Food Jargon Continued
A couple of weeks ago we decoded three similar yet very different food terms. To recap: a food guide serving refers to the total amount of food recommended daily from each of the four food groups. While a food label serving is a specific amount of food that contains the quantity of nutrients listed on the Nutrition Facts Label and last but not least portions can be thought of as the amount of a specific food an individual eats. Following this post, I had a couple of comments regarding reading food labels, so I thought I would touch on this while the topic is still fresh.
1. Ingredients are listed in descending order, which means that if “sugar” is the first ingredient then it is present in the greatest amount. As a side note sugar likes to disguise itself in fancy names, but in general watch for names that end in “ose.”
2. If vitamins or minerals are listed they must be shown as the percentage of the total Recommended Daily Intake (RDI).
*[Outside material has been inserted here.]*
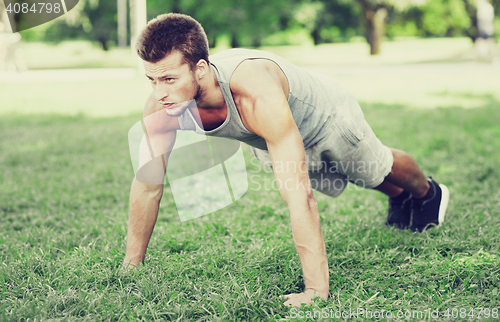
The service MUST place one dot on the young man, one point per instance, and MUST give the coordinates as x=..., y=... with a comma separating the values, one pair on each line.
x=287, y=116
But what do these percentages actually mean?
25% or greater – excellent source of a vitamin or mineral (except vitamin C, which would be 50% or greater) 15% or greater – good source of a vitamin or mineral 5% - just a source of a vitamin or mineral
A very high source of fibre has at least 6 grams of fibre per serving A high source of fibre has at least 4 grams of fibre per serving Just a source of fibre has at least 2 grams of fibre per serving.
3. Get less of these: fat, saturated fat, trans fat, cholesterol, and sodium, but more of these: carbohydrates, fibre, vitamin A and C, calcium, and iron.
Don’t be fooled bad fat likes to be called: shortening, hydrogenated fats and oils or lard.